This is an account of surveys that didn't work well - an example of what NOT to do. When I was working with the Education Programs department of Radio New Zealand, we decided to try and measure how much listeners had learned from a short series on alternative energy sources.
We already had a panel of listeners to that network. Before the series began, we sent half of them a questionnaire asking them to give what they thought were the correct answers to 20 questions on alternative energy. We begged them not to cheat by looking up encyclopedias etc, but the material in the programs was mostly new, and would not have been in reference books.
After the series had been broadcast, we sent the same questionnaire to the other half of the panel. The two halves were selected at random, so they should have theoretically have given the same answers.

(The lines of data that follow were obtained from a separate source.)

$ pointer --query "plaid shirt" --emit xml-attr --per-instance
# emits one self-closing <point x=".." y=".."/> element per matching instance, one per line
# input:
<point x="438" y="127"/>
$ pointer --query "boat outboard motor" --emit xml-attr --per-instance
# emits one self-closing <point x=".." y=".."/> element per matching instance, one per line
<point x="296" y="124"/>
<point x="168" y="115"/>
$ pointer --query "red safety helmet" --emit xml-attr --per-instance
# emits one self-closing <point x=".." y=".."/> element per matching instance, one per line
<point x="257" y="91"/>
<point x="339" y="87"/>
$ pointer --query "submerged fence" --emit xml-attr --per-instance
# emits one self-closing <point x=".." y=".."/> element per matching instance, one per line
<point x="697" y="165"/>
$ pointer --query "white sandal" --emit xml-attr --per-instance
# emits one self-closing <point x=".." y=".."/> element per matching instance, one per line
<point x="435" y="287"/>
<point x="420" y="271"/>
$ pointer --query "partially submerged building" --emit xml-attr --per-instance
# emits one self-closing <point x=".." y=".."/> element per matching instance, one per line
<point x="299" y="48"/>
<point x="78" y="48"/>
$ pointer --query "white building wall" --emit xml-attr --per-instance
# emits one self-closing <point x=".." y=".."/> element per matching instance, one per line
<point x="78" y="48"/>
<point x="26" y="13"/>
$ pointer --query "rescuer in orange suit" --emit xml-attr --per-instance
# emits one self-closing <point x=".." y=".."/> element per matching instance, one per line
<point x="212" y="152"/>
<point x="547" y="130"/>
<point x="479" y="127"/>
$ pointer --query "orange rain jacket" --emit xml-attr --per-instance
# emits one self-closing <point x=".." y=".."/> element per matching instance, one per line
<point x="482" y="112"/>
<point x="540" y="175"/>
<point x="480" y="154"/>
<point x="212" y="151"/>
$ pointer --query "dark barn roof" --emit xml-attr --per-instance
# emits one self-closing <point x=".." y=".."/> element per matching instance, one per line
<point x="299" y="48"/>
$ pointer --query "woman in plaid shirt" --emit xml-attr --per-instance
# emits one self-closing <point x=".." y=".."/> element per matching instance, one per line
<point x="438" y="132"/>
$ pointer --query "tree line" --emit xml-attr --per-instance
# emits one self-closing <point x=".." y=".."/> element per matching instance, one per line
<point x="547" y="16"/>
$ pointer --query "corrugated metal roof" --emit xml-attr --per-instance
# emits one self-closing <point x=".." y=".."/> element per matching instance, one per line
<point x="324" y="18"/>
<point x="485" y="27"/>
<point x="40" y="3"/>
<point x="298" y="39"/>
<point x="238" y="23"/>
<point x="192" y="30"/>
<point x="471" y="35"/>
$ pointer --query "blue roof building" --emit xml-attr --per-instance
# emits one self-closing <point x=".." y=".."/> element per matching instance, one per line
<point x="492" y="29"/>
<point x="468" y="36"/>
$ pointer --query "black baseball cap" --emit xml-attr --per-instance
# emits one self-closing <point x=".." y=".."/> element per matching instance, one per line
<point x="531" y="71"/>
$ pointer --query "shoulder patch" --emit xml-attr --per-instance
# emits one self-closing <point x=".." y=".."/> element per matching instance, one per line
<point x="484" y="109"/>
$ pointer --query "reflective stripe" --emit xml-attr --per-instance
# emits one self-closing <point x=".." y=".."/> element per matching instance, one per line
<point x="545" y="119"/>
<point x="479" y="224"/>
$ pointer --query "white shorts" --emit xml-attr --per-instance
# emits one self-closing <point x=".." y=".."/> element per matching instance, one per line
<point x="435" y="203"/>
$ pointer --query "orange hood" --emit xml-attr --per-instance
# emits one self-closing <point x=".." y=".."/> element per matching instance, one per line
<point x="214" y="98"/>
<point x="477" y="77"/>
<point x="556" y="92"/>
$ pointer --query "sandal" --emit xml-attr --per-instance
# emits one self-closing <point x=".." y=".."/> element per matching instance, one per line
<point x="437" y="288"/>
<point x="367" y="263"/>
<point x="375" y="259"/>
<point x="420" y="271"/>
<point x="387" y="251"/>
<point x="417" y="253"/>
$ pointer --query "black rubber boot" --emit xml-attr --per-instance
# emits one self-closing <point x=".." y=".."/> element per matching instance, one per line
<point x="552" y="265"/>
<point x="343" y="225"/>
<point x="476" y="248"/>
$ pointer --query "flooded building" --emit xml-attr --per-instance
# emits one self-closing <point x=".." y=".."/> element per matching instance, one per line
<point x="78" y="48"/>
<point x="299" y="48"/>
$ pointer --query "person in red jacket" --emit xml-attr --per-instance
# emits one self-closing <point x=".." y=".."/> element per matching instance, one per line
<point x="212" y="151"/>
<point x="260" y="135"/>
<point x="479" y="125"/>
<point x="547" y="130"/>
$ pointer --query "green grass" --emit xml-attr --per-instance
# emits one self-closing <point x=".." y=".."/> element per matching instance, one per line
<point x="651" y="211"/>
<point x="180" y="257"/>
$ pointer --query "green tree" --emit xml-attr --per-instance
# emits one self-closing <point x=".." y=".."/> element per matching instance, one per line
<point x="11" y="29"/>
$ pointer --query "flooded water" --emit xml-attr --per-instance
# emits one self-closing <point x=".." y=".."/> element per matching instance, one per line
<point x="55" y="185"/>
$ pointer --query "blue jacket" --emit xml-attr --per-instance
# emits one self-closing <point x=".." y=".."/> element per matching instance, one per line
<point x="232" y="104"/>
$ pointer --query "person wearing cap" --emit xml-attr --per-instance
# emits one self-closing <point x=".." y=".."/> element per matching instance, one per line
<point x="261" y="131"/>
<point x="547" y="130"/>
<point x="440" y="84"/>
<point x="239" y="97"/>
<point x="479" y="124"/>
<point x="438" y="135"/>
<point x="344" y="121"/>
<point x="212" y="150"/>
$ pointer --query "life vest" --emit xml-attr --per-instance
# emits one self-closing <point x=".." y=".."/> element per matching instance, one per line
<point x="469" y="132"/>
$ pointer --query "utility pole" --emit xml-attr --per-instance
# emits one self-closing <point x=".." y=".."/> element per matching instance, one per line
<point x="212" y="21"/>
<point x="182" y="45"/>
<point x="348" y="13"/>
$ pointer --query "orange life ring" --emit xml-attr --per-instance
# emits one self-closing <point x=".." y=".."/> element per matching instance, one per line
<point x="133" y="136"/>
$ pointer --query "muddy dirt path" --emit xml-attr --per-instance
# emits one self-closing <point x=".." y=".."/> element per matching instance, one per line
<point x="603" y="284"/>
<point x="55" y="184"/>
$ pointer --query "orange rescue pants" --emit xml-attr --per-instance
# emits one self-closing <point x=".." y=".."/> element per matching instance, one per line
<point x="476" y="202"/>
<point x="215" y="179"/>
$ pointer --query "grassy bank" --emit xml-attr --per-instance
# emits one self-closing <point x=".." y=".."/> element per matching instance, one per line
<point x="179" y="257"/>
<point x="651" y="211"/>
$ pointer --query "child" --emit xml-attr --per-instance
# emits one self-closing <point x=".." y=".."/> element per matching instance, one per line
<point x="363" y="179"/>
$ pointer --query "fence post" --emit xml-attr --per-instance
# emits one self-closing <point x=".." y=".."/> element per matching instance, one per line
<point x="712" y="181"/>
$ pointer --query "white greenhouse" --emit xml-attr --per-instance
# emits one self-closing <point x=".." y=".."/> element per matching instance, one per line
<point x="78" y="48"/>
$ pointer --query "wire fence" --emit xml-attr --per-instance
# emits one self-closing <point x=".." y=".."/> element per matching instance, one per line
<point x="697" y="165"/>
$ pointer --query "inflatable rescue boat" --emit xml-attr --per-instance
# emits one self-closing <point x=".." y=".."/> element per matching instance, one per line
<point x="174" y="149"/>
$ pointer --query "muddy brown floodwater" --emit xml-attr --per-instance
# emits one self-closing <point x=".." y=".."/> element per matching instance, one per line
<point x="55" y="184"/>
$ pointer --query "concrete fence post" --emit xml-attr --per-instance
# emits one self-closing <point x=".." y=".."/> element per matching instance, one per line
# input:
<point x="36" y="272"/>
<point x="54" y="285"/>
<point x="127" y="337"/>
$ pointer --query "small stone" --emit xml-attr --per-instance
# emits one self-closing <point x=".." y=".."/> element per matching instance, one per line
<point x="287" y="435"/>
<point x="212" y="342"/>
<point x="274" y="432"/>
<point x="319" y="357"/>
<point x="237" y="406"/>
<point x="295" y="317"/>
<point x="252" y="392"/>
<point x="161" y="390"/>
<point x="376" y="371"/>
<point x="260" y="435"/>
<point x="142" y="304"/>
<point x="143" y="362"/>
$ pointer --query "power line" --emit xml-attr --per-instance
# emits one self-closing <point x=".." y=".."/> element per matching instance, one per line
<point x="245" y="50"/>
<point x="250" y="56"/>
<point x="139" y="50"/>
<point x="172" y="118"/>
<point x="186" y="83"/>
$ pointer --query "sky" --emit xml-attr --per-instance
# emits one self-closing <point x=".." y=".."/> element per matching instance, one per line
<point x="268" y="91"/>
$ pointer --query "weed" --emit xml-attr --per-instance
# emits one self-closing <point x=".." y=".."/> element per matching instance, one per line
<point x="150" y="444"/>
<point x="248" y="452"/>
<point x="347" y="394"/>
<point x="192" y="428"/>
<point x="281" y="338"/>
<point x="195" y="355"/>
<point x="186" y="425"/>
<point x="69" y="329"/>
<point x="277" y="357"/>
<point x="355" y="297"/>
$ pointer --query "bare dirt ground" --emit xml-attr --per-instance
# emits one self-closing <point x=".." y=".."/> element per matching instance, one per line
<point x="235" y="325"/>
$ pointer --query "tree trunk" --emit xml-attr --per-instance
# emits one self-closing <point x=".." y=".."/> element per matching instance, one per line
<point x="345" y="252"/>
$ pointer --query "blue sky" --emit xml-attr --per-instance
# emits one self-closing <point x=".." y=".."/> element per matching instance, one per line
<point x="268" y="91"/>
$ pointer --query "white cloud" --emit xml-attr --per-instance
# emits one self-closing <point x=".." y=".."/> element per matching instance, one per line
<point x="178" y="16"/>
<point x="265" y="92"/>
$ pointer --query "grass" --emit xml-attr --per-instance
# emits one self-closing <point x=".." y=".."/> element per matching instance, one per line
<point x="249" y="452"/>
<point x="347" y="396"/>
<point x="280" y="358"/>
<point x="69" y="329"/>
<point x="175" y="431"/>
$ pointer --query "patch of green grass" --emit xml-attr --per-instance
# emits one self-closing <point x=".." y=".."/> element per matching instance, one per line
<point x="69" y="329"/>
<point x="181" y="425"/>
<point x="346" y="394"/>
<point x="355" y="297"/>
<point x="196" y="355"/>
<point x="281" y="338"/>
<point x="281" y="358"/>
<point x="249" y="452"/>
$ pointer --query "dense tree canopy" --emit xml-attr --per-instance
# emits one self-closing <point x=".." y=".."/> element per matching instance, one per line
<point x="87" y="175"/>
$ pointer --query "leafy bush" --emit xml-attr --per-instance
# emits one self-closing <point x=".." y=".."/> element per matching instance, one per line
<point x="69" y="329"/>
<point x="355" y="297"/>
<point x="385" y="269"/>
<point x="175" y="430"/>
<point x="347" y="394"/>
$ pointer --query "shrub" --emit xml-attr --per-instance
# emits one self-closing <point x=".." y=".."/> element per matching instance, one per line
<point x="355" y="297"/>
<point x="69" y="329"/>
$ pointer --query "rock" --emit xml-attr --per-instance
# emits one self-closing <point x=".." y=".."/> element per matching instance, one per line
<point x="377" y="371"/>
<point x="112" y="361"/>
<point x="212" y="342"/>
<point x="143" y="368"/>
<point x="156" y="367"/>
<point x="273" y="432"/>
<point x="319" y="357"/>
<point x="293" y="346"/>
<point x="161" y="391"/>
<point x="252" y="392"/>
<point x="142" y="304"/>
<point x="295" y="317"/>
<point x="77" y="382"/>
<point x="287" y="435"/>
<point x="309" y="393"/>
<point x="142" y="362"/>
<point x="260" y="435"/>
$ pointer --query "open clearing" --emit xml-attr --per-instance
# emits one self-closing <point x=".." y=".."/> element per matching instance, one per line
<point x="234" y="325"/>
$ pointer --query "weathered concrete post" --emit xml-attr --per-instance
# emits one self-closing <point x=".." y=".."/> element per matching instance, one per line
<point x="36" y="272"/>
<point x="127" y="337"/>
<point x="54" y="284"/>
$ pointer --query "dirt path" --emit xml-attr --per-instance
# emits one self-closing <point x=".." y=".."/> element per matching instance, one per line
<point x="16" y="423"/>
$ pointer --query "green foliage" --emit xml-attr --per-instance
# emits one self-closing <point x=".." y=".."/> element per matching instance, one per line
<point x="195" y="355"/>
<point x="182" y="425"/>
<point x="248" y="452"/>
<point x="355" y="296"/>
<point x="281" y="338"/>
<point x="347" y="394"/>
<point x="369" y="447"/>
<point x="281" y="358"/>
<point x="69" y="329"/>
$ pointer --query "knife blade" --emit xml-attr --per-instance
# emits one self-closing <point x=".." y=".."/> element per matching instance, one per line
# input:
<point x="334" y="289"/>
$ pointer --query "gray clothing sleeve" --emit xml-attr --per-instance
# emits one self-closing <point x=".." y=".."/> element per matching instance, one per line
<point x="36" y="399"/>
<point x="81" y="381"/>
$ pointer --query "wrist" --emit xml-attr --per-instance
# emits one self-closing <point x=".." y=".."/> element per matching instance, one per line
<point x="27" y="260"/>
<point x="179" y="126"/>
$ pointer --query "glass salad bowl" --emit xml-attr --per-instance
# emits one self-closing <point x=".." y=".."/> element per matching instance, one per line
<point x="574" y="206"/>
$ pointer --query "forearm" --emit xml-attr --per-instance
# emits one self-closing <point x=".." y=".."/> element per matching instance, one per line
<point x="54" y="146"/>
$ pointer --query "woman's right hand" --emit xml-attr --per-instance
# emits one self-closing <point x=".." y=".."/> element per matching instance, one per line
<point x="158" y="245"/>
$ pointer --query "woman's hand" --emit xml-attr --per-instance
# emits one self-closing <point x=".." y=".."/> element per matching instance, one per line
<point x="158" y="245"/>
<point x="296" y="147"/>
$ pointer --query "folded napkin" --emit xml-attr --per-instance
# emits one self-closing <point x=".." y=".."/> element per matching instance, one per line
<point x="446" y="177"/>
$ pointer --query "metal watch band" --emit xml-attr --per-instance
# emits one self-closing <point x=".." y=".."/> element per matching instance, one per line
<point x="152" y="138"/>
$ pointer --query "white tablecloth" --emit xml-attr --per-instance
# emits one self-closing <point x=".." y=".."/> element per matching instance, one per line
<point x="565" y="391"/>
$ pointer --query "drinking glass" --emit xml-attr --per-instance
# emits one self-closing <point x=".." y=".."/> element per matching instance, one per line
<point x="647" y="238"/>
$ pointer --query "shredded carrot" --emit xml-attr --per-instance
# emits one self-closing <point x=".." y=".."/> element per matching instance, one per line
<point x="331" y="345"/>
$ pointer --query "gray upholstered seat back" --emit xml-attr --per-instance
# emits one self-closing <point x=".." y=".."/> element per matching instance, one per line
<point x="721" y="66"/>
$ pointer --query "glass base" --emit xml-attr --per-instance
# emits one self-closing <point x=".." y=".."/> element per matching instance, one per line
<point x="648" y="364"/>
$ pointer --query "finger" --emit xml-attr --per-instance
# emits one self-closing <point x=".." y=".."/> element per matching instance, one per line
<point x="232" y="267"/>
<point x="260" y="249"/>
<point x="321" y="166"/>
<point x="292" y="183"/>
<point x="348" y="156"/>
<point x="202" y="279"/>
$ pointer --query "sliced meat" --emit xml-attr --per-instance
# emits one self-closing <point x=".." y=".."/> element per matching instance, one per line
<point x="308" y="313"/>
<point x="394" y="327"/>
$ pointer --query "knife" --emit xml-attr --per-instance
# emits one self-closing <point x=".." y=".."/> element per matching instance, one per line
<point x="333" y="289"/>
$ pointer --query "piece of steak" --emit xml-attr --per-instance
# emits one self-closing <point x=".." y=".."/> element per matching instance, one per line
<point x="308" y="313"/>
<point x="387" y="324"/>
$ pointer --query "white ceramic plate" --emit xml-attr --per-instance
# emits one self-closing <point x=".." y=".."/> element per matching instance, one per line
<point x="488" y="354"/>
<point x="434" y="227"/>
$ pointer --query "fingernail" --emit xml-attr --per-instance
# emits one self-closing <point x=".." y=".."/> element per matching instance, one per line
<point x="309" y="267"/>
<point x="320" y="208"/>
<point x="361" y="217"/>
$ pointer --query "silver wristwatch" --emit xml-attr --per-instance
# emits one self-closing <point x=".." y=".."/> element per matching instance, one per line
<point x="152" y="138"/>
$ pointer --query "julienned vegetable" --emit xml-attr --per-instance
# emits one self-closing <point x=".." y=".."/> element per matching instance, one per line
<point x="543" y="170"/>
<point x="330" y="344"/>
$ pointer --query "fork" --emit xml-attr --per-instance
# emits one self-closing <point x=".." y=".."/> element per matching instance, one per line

My idea was that, if the programs worked educationally, the percentage of correct answers should have steadily risen along with the number of programs heard. And to check the results, we could compare the "before" group with those in the "after" group who'd heard none of the programs.
All very neat in theory, but in practice the results were a mess. The number of correct answers did not rise with the number of programs heard - in fact, it went down. And the two groups who'd heard none of the programs did not give the same answers, but very different ones.
Yet most listeners thought they'd learned a lot from the programs!
I realized afterwards that it wasn't because the questions we'd chosen were atypical, but because few people listen to radio in order to learn facts. It seemed (though we were never certain, because the surveys didn't include such questions) that listeners' attitudes to alternative energy sources had become less skeptical after hearing the programs. We'd assumed that people would absorb and remember the facts in the programs - but what in fact they remembered, a few weeks later, was the positive tone and enthusiasm of the speakers.
And after reading more widely in this area, I realized that social experiments of this kind never seem to work. When you split a sample into two equal groups, apply some "treatment" to one group, but do nothing special for the other, it's very rare for any effect of that treatment to be detectable in a follow-up survey. The moral: don't waste your time on such experiments.